Do you ever wonder how our bodies evolved creating inborn instincts, necessities and tendencies? Why do we have the tendency to be lazy or tired? Our ancestors evolved to use the minimum amount of energy for the most advances meaning when they weren’t hunting for food or searching for shelter, they were resting to regain maximal health. These necessities required a lot of energy (calories) because they had to walk, climb, carry heavy loads and sprint (whether they were chasing their prey or sprinting from being prey!) Hunter and gathers burned 800-1,200 calories from physical activity alone, 3-5 times more than modern sedentary people. This is probably because in today’s society instead of hunting and gathering to provide, we are working to make money to provide. To make matters worse, most jobs are performed sedentary at a desk, in front of a computer or glued to the telephone. Hence why 2/3 of Americans are overweight, but that’s a whole other topic…
Lets take a look at the typical life and physical activity of a hunter and gatherer compared to our modern sedentary lifestyles. In a 2010 study “Organic Fitness: Physical Activity Consistent with Our Hunter-Gatherer” the activity levels of hunter-gatherers around the world were examined. Each of these facts suggests the importance of physical activity and health and how we can make it a priority in today’s world.
1. On average, hunter and gatherers walked 4-10 miles a day either to hunt, gather water, food, or to migrate.
Point taken: We need to get out of our office chairs and move more. At least take the stairs!!
2. Difficult days were followed by easier rest days but because life was so dependent on providing for basic needs they rarely took the entire day off from physical activity.
Point taken: Workout-oholics should not be afraid to take a day off because it’s essential for performance and good health.
3. Hunter-gatherers sprinted during their hunts, followed by walking. When they would see an animal they would sprint then they would walk. Their bodies became conditioned “fit” through this type of activity.
Point taken: This is now referred to as interval training: Intense exercising followed by a rest period…hmm maybe that’s why HIIT is the best way to get in shape? Maybe our bodies evolved to respond well to this type of activity.
4. They weren’t focused on one type of specific training for a body part. They did a variety of exercises like strength, endurance, and stretching.
Point taken: Being an over-all athlete is more beneficial. Cross training can reduce injuries and keeps you interested.
5. They did weight bearing activities carrying heavy loads back and forth. They didn’t lift weights to look good; they lifted heavy loads to provide a living.
Point taken: Weight training should be done 2-3 times a week for 20-30 minutes to keep strong bones and good health. We are naturally attracted to muscular individuals because we think they can “provide” for us.
6. Hunter and gatherers were lean which reduced joint pain and trauma, allowing them to always be on their game.
Point taken: Being leaner is naturally appealing and can create less pain in your body.
7. They exercised in groups, whether it was hunting and gathering together or dancing at rituals.

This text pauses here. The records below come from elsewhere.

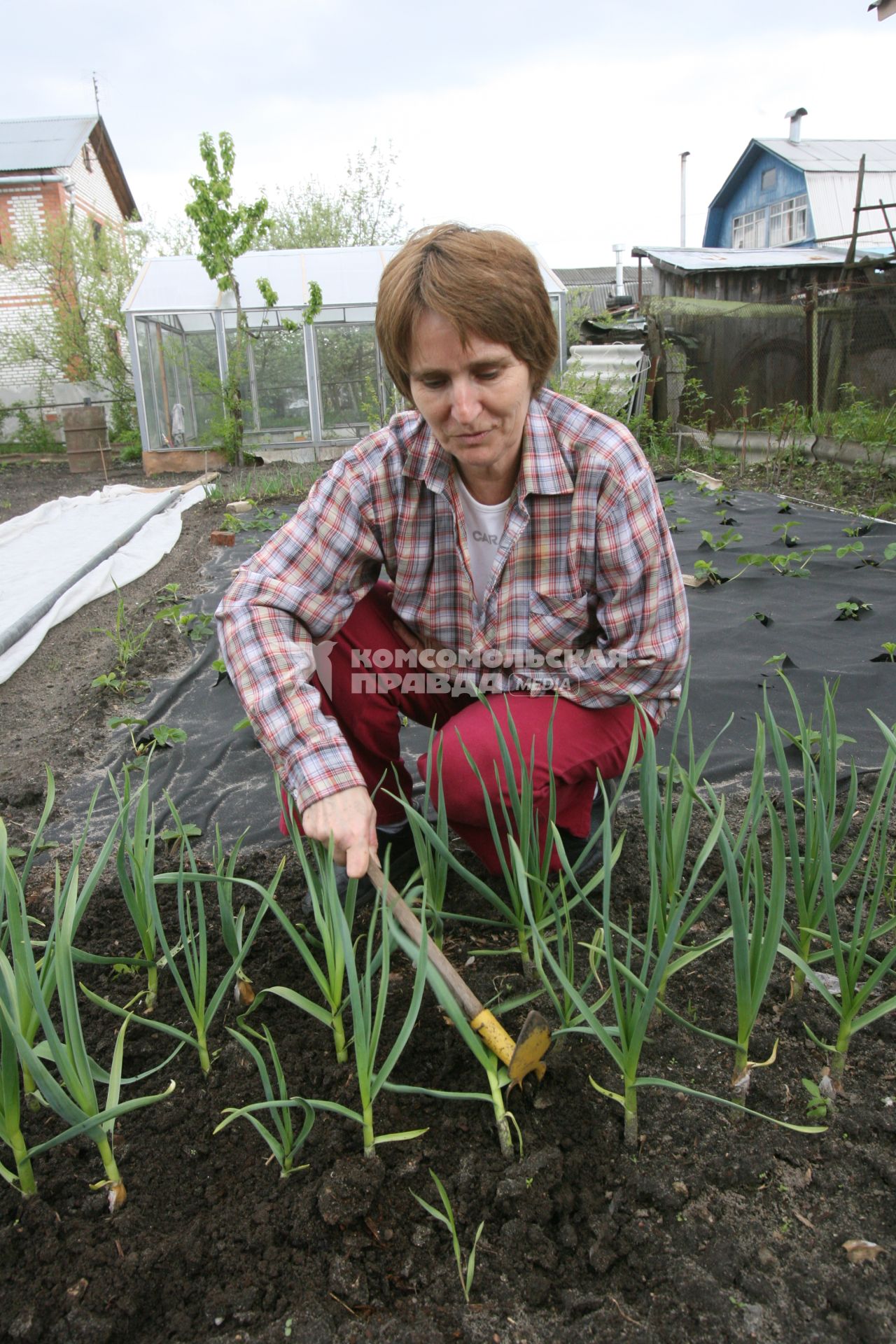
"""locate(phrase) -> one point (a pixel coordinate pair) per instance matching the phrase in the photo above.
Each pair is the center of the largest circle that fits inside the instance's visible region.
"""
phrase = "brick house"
(51, 168)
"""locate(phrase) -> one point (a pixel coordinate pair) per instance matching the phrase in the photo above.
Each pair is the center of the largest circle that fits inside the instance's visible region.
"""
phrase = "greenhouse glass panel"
(163, 366)
(281, 381)
(148, 381)
(348, 384)
(200, 350)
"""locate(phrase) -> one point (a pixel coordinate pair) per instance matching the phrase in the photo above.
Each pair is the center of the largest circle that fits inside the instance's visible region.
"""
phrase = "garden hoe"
(522, 1057)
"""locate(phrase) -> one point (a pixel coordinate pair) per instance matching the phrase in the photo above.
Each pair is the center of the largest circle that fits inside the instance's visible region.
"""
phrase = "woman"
(527, 554)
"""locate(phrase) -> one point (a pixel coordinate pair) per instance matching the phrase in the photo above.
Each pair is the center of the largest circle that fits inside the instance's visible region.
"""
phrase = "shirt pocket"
(559, 617)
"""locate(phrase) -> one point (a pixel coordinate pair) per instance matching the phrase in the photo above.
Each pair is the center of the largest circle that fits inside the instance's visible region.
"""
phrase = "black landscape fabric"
(739, 628)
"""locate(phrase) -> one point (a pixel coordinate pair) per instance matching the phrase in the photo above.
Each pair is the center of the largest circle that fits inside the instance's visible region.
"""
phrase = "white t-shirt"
(484, 528)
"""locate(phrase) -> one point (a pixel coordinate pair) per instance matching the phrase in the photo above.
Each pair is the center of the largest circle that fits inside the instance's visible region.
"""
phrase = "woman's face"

Point taken: It is way more motivating to work out with friends or in a group. Taking a class, joining cross fit or scheduling a gym date will be way more fun then exercising by yourself!
8. They had enough sex to populate the world.
Point taken: Sex is great and comes with lots of positive health benefits…why do we naturally enjoy sex? Because we were evolved to reproduce.
9. They made sure they rested..because if they didn’t they would not be able to do their job.
Point taken: Sleep, sleep, sleep! We need to take a break from our non-stop lives and rest. Getting at least 7 hours of sleep per night is essential for weight loss and health.
Survival and health were their number one priorities. Maybe we need to be more like our ancestors. Our bodies were designed to move, be physically active and feel good. We all want to feel and be healthy; we just have to make it a priority. After all, if we don’t have our health, we don’t have anything.